Quando incontrava un ragazzino, lo invitava a far merenda a casa sua, tentandolo con la promessa di dolci e altre squisitezze.
I poveri piccoli, per golosità, finivano sempre per accettare. Il rimorso non ha mai fermato la mano di Gaetana Stimoli, la mangiabambini, nel suo proposito di morte.
Si legge ancora nel Bollettino dei carabinieri reali del 1895: «Stimoli Gaetana impressionata per la morte di due suoi bambini, che per superstiziosa ignoranza attribuiva a qualche strega del vicinato, volle trarne vendetta e dal 5 Settembre all’8 Ottobre 1895, adescati con lusinghe dieci ragazzi del paese, colla complicità di altre sette persone, propinò loro sostanze velenose che determinarono la morte».
Negli interrogatori gli investigatori chiedono più volte a Gaetana dove sono sepolti i bambini scomparsi, lei indica le posizioni di solo 10 corpi, degli altri non viene trovata nessuna traccia. Insieme a lei e al marito vengono arrestate altre 7 persone, presunti complici in quell’orribile piano di morte dettato dalla superstizione e dall’ignoranza.

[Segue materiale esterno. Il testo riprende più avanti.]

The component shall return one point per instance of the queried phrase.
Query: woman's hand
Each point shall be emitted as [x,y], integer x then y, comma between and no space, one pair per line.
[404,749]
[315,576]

La tana della donna viene minuziosamente perquisita e si scopre un vero e proprio arsenale di stregoneria, fosforo compreso, mentre dall'autopsia delle innocenti vittime emergono chiaramente le prove di avvelenamento da acido fosforico.
Che ne fu di Gaetana Stimoli? Inizialmente l'accusa la ritenne mentalmente inferma ma la donna venne giudicata dai periti sana di mente e affrontò il processo.
Venne condannata a 30 anni di carcere. Oggi si racconta ad Adrano che dopo aver scontato la pena abbia vissuto altri 30 anni, mantenendosi con attività di cucito e di ricamo, apprese in galera.
Ci dispiace scrivere che non mostrò mai segni di rimorso per i suoi crimini, né mai si pentì.